Opções mais agressivas são a flexibilização quantitativa sob a forma de “dinheiro de helicóptero”, em que o banco central monetiza a dívida pública e o governo em seguida escreve um cheque às famílias para pagarem dívidas ou gastá-lo com bem quiserem no caso de não haver dívida pendente. Também poderia haver um jubileu de dívida mais abrangente, em que a dívida é simplesmente perdoada.

“Por si só, um jubileu da dívida moderna não seria suficiente: tudo o que faria seria reiniciar o relógio para permitir que outra bolha de dívida especulativa decolasse. Atualmente, a criação de dinheiro privado é ‘um subproduto das atividades de um cassino’ (Keynes, 1936, p. 159), ao invés do que ela deve ser: a consequência do financiamento do investimento corporativo e da atividade empresarial”, escreve Keen.

O objetivo final seria o governo combater as bonanças excessivas da dívida privada.

Sendo um pensador agnóstico, Keen também entretém os conceitos de dinheiro emitido pelo governo e criptomoeda, embora ele não ache que eles possam eventualmente substituir o sistema bancário, em parte por causa da escala, em parte por causa da resistência política.

“Enquanto esse modelo dominar os políticos e o público em geral, as reformas sensatas enfrentarão uma batalha árdua, mesmo sem a resistência do setor financeiro às propostas, o que naturalmente será enorme.”

E nesta camada do bolo econômico, em meio às limitações de nossa economia política atual, Keen está de novo absolutamente correto.

Camada oculta

Em outra camada da teoria econômica, no entanto, Keen e Minsky estão incorretos ao argumentar que o próprio capitalismo provoca expansões e contrações e que mais intervenção do governo é a solução final para todas as camadas econômicas, especialmente a financeira.

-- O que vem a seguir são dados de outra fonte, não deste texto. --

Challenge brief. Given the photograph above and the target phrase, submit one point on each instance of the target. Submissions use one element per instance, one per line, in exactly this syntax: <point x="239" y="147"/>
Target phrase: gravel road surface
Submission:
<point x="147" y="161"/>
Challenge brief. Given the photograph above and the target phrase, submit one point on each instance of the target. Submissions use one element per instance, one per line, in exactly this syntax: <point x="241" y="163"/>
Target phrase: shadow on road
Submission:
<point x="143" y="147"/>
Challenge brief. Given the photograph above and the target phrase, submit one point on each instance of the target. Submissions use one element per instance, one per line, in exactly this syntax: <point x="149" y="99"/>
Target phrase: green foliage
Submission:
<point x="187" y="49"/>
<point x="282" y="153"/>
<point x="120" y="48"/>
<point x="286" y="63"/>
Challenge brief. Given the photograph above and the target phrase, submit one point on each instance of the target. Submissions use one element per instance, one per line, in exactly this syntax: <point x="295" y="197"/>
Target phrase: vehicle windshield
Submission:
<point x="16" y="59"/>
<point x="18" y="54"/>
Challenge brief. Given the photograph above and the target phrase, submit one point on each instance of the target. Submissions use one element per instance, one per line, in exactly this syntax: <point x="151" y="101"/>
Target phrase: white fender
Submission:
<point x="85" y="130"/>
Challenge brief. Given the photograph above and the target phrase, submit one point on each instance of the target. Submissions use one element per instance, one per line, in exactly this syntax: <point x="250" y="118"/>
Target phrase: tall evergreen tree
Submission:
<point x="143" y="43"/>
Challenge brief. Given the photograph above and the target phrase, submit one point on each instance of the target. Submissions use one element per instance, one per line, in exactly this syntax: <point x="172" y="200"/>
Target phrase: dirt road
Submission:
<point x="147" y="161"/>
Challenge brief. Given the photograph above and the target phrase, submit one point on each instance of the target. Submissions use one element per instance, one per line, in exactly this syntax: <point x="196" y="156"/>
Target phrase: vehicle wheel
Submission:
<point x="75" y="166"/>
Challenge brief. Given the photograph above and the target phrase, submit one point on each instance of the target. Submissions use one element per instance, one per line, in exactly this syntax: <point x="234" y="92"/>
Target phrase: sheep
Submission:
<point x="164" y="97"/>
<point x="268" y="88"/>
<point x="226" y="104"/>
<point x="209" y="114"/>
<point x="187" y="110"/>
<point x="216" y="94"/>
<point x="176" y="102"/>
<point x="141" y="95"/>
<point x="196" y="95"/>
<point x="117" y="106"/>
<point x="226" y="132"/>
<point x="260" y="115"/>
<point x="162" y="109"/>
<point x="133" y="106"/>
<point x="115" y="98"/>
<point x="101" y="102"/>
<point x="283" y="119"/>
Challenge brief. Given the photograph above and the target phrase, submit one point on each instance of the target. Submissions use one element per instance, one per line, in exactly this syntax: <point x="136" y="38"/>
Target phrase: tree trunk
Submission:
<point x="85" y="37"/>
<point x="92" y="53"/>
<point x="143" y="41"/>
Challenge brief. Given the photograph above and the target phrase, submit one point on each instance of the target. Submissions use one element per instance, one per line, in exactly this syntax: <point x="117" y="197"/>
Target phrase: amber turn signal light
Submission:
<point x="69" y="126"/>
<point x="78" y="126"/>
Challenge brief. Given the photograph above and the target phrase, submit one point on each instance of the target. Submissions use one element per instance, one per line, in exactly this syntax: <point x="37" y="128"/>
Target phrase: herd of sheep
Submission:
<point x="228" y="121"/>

Num mercado livre para o dinheiro, os bancos que criam dívida demasiada com colaterais de baixa qualidade teriam suas obrigações (ou passivos) desvalorizadas no mercado, e os depositantes levariam seus negócios para outro lugar. Esse processo competitivo drenaria as reservas dos bancos predatórios e eventualmente os levaria à falência, sem que houvesse resgate, a menos que melhorassem seus processos de empréstimo.

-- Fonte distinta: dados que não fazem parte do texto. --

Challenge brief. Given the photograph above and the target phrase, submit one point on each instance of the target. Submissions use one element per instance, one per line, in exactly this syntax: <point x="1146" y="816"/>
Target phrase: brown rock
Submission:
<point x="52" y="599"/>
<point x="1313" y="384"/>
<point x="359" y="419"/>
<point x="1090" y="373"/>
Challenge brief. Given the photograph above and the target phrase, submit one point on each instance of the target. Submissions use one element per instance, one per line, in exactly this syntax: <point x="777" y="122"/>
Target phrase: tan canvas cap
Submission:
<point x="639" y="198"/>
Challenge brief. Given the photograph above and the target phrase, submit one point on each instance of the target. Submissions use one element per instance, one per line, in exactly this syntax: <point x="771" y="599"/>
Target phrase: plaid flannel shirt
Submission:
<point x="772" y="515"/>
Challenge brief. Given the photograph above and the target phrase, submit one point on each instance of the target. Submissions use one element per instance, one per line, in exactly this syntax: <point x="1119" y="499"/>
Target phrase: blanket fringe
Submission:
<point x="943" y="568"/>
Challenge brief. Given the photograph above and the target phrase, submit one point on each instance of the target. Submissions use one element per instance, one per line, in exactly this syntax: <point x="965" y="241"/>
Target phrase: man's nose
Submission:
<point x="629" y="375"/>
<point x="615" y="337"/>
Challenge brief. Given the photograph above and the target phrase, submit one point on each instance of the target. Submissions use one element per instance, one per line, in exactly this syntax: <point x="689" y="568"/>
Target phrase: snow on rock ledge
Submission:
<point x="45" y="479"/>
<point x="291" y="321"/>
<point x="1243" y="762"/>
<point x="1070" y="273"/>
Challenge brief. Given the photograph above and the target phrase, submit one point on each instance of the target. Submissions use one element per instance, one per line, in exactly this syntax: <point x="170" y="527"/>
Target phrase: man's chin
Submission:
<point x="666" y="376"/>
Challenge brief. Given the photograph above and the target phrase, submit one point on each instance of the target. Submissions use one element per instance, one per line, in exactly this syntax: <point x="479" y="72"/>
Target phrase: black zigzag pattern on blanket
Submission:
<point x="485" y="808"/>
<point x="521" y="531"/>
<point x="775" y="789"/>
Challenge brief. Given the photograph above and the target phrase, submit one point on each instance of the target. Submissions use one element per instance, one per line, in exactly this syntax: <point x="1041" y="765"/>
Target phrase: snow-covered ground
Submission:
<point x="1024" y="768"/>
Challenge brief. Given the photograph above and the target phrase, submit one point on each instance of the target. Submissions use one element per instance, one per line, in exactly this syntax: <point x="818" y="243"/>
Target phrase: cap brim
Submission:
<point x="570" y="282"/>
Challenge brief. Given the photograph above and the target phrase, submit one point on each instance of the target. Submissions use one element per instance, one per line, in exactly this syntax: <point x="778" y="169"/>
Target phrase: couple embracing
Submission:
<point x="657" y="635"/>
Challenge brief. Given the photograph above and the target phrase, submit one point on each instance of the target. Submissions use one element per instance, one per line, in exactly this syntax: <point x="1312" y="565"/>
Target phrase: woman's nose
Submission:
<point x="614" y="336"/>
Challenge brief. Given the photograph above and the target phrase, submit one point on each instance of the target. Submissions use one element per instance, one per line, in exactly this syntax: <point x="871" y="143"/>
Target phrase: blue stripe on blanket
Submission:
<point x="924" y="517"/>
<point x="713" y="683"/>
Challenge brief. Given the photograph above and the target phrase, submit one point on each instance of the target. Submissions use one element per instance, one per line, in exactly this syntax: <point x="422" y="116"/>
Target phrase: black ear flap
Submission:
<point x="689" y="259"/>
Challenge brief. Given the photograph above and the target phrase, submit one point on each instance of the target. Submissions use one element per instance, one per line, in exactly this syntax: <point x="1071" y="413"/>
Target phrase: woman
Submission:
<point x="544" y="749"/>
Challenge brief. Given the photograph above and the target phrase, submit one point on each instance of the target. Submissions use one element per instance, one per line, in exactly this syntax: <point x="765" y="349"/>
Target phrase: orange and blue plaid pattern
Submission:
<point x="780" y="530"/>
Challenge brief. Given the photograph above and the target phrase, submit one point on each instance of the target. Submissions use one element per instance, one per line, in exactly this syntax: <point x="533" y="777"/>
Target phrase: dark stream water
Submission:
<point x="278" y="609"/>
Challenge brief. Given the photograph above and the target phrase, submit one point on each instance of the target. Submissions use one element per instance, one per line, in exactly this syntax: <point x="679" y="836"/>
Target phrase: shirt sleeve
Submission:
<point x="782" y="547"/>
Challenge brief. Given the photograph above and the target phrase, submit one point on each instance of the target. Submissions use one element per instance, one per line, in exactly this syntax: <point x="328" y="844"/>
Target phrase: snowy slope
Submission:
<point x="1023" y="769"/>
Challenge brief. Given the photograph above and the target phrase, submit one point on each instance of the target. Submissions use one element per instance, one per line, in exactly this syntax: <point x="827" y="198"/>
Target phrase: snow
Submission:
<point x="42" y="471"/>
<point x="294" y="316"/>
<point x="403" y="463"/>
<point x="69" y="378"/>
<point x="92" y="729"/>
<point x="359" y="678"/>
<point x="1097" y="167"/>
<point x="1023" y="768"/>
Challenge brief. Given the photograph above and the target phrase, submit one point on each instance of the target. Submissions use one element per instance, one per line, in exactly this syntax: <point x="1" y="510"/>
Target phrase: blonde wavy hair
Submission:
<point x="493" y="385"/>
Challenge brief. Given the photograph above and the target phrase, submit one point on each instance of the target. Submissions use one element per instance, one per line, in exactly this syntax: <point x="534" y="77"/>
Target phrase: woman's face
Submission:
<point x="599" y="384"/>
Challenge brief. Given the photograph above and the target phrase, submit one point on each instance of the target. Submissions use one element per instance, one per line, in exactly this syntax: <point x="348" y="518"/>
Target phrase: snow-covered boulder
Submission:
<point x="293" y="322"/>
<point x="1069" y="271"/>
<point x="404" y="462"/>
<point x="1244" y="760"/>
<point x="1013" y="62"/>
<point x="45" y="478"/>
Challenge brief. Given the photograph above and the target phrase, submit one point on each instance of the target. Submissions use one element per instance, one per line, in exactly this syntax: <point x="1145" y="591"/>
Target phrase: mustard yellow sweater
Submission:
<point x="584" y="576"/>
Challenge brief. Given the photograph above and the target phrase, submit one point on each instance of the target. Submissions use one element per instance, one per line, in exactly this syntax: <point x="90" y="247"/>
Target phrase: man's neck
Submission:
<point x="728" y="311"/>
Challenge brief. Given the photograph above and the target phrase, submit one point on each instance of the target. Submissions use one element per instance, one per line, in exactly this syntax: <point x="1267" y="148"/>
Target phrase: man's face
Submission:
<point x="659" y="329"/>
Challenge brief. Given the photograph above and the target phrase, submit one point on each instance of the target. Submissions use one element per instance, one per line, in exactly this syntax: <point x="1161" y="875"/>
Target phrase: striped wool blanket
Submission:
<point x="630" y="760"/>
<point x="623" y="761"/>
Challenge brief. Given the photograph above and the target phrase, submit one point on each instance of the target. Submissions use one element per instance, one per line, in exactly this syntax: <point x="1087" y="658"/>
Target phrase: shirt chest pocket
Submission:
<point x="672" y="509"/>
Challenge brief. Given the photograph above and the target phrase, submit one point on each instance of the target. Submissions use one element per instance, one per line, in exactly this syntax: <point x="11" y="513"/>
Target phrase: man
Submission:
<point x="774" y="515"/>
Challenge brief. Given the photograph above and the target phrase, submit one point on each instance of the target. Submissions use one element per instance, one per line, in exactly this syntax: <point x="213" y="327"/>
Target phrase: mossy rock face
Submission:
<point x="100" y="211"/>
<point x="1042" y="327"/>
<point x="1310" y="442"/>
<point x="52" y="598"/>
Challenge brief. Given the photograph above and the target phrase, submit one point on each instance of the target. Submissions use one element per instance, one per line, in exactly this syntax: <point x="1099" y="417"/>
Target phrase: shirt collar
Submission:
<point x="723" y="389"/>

É somente quando os governos impõem leis de curso forçado ou aceitam obrigações bancárias privadas sem avaliação apropriada no pagamento de impostos é que estes passivos excessivamente reemitidos e com colaterais de péssimo respaldado conseguem preservar o seu valor, levando a ciclos de expansão e contração. É também o governo que socorre os bancos predatórios sucessivamente para salvar um sistema corrupto, resultando no risco moral descrito por Keen.

A maioria dos economistas modernos, incluindo Keen neste livro, ignora essa interferência fundamental do Estado no mercado e concluem que mais governo é necessário para resolver os problemas que a própria intervenção governamental criou em primeiro lugar.

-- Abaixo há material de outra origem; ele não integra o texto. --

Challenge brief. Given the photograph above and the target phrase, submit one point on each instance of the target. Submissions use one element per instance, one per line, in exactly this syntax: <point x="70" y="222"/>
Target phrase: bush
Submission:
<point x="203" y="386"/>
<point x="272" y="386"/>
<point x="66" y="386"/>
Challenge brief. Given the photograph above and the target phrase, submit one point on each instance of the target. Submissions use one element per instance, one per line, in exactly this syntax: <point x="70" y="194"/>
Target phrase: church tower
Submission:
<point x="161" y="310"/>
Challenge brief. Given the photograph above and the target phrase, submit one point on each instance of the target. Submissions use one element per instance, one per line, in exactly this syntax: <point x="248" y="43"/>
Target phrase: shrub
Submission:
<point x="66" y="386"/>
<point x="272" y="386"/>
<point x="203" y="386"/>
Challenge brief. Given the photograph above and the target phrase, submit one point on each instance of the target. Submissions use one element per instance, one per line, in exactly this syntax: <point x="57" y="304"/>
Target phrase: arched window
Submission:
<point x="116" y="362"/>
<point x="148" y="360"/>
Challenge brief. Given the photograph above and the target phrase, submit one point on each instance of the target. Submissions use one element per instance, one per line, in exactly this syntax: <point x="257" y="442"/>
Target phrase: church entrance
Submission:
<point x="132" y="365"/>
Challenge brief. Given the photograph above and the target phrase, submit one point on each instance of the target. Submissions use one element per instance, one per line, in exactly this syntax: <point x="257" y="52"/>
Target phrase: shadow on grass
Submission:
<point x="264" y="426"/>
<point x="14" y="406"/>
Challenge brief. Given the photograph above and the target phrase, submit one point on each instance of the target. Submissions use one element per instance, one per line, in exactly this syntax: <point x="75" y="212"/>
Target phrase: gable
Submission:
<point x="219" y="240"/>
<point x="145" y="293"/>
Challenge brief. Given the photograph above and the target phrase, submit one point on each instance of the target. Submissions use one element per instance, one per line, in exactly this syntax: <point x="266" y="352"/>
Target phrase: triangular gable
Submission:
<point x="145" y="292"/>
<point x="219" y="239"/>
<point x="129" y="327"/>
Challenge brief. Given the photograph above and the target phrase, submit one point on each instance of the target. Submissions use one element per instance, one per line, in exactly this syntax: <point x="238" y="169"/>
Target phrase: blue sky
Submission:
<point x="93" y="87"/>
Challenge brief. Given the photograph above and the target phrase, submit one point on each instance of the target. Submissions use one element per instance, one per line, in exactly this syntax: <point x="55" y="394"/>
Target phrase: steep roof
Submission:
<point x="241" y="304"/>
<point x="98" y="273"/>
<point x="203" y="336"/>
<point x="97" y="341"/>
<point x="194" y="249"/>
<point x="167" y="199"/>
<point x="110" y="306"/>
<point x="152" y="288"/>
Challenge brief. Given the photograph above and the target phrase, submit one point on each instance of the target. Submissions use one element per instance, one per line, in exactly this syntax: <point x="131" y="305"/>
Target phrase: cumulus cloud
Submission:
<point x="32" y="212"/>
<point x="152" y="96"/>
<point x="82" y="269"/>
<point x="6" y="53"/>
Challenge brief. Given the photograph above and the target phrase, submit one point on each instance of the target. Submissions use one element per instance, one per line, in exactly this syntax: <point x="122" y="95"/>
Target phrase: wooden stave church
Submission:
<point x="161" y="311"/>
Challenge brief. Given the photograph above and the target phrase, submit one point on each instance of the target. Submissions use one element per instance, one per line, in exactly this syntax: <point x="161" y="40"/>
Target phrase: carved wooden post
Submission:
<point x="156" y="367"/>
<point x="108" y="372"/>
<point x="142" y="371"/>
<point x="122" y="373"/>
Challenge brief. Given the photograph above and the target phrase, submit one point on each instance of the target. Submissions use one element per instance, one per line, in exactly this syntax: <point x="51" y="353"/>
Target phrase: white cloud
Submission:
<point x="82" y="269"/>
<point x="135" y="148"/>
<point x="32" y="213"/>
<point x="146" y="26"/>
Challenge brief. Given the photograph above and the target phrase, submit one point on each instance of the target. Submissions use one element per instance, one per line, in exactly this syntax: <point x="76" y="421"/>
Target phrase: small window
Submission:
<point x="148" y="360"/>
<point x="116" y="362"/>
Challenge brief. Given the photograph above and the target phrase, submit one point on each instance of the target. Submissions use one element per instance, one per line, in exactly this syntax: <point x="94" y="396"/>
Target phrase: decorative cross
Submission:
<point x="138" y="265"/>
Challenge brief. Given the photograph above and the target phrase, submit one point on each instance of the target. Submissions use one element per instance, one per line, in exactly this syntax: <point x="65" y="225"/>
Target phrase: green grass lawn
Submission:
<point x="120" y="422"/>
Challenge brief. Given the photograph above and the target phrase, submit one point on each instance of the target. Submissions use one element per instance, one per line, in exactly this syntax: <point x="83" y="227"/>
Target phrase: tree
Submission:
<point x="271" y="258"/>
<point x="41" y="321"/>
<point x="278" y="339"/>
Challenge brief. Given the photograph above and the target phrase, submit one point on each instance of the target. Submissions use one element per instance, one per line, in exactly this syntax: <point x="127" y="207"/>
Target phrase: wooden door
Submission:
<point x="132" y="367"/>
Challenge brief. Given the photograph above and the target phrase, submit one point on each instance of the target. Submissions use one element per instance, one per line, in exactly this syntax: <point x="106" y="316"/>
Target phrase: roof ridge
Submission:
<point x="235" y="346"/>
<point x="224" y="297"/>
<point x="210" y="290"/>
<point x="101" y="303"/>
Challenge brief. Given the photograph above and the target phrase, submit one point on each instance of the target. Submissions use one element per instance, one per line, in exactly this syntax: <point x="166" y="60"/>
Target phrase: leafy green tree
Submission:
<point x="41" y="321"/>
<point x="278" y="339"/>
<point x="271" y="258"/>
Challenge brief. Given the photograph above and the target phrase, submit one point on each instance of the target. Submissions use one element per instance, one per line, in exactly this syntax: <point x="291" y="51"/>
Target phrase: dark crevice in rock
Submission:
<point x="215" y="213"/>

Para o crédito de Keen, ele pesquisou casos históricos de sistemas bancários de mercado livre e conclui que a história não confirma a teoria austríaca do refluxo. Assim, ele está de um lado de um debate acadêmico acaloradamente contestado, enquanto do outro lado estão os estudiosos da escola austríaca de economia.

Hoje, no entanto, temos apenas esta versão bastarda do capitalismo, em que os governos e os bancos conspiram para criar a instabilidade que o Sr. Keen discute neste livro. É essa camada do sistema que o Sr. Keen descreve para o leitor educado: de forma acurada, convincente e com um toque de humor mordaz.